I've heard that Shakespeare borrowed ideas from the events and other literary works from the time. He uses cross-dressing as a major plot device in several plays. Where did this come from?
Among Shakespeare's contemporaries, the motif of a woman disguising as a man had been used before, for example by George Peele in his play Sir Clyomon and Sir Clamydes, which was written around 1570 and by John Lyly in his play Gallathea (around 1588). (See my related question.)
In his diary, John Manningham had noted similarities between Shakespeare's Twelfth Night and the Italian play Gl'ingannati / The Deceived Ones, which dates from 1531, predating Peele's and Lily's plays. (There is no hard evidence that Shakespeare knew this play, though.) The play introduces Lelia, dressed as a boy. According to Yasuo TAMAIZUMI, Gl' Ingannati contains the earliest example of a female page.

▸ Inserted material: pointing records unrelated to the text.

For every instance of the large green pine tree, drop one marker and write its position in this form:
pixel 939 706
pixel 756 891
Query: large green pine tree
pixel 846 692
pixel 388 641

However, the motif of cross-dressing is much older than the Renaissance. For example, Achilles on Skyros is a story available in Publius Papinius Statius's unfinished Achilleid in which Achilles disguises himself as a girl.
In summary, Shakespeare may have found inspiration in sources from Antiquity, from the Italian Renaissance or from contemporary works.
- Accademia degli Intronati: Gl'Ingannati / The Deceived
- Gl’Ingannati, an Italian play about twins and mistaken identity, British Library.
- The festival of Twelfth Night in John Manningham's diary, British Library.
- Yasuo TAMAIZUMI: On Shakespeare's Twelfth Night, Transactions of the Japan Academy, Volume 74 (2020) Issue 3.